Some museums have begun repatriating ill-gotten or stolen materials, for instance, as seen with Brown University’s Haffenreffer Museum’s ongoing project to return over 80 indigenous remains and artifacts to the Hopi people.
The class will explore how such institutions are — or should be — responding to calls for change, critically examining cultural exchanges occurring in museums.
We will open with Michael Murawski’s Museums as Agents of Change (2021), which studies how museums replicate conditions as well as respond to mounting critiques.
Students’ research will investigate how these critiques are being put into practice and how the futures of museums might be reimagined. The course will entail on-site interviews with museum professionals about how they perceive the longevity of transformative practices.
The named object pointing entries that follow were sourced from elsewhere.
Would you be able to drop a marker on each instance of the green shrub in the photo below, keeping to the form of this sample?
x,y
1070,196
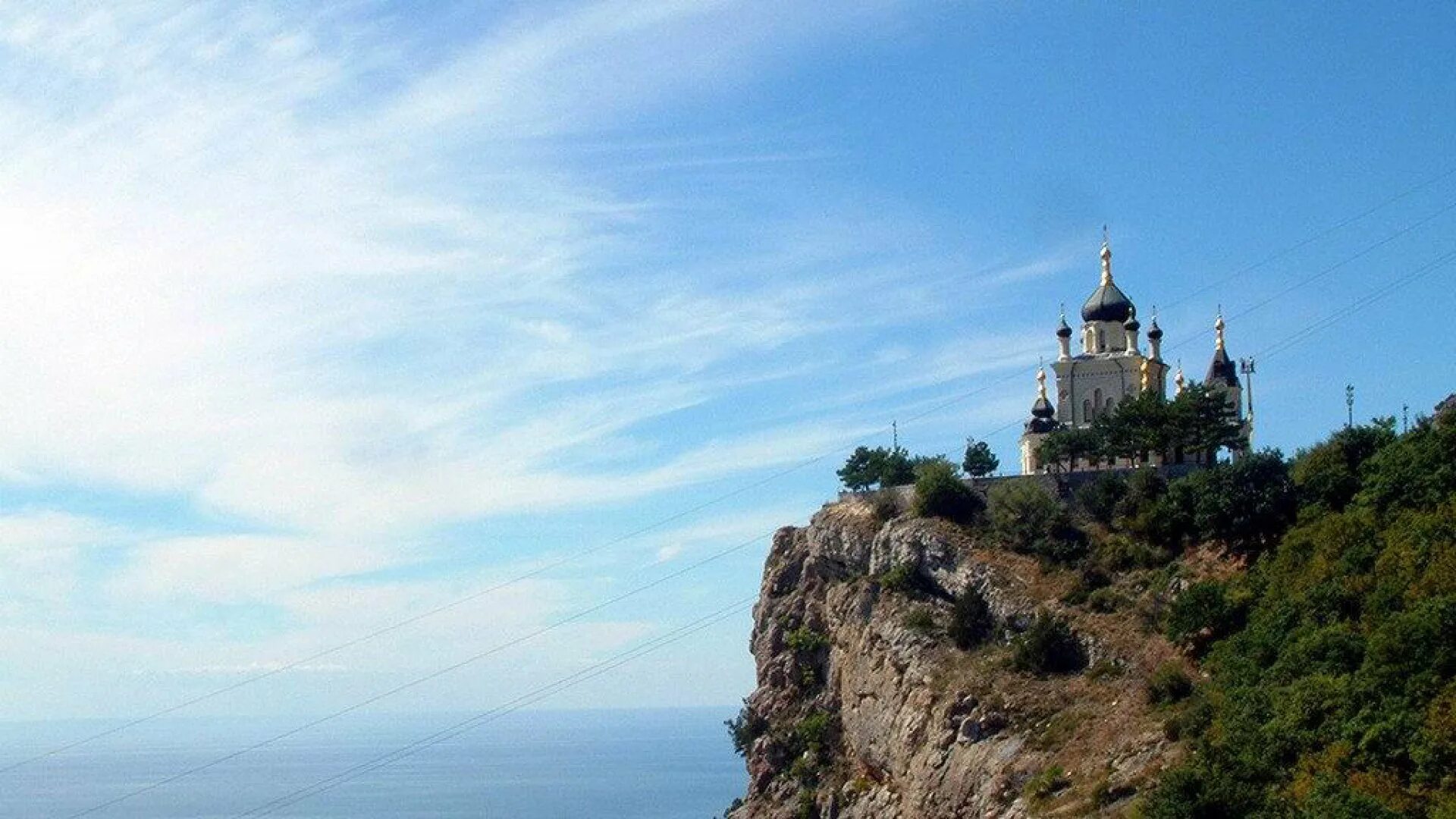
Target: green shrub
x,y
1033,522
1100,497
1169,684
807,808
971,621
1329,474
979,458
746,727
1047,646
921,620
1106,601
941,493
1200,614
1119,553
1049,781
814,732
804,640
1331,665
This is an SNF Paideia-designated writing seminar, designed to examine and encourage dialogue across differences. Students and faculty participating in the Paideia writing seminar cluster will have an opportunity to meet once a month for dinner, dialogue, and a keynote speaker or facilitator, as well as engage in other cross seminar community building activities. SNF Paideia-designated courses are noted on student transcripts. This seminar fulfills the writing requirement, follows the same curriculum, and has the same workload, assessment process, and standards as all other critical writing seminars at Penn. Seminar topics vary in academic discipline but each relates back to the SNF Paideia program’s core values of informed civil discourse and deliberation.
Only first-year students are eligible to enroll in SNF Paideia-designated writing seminars.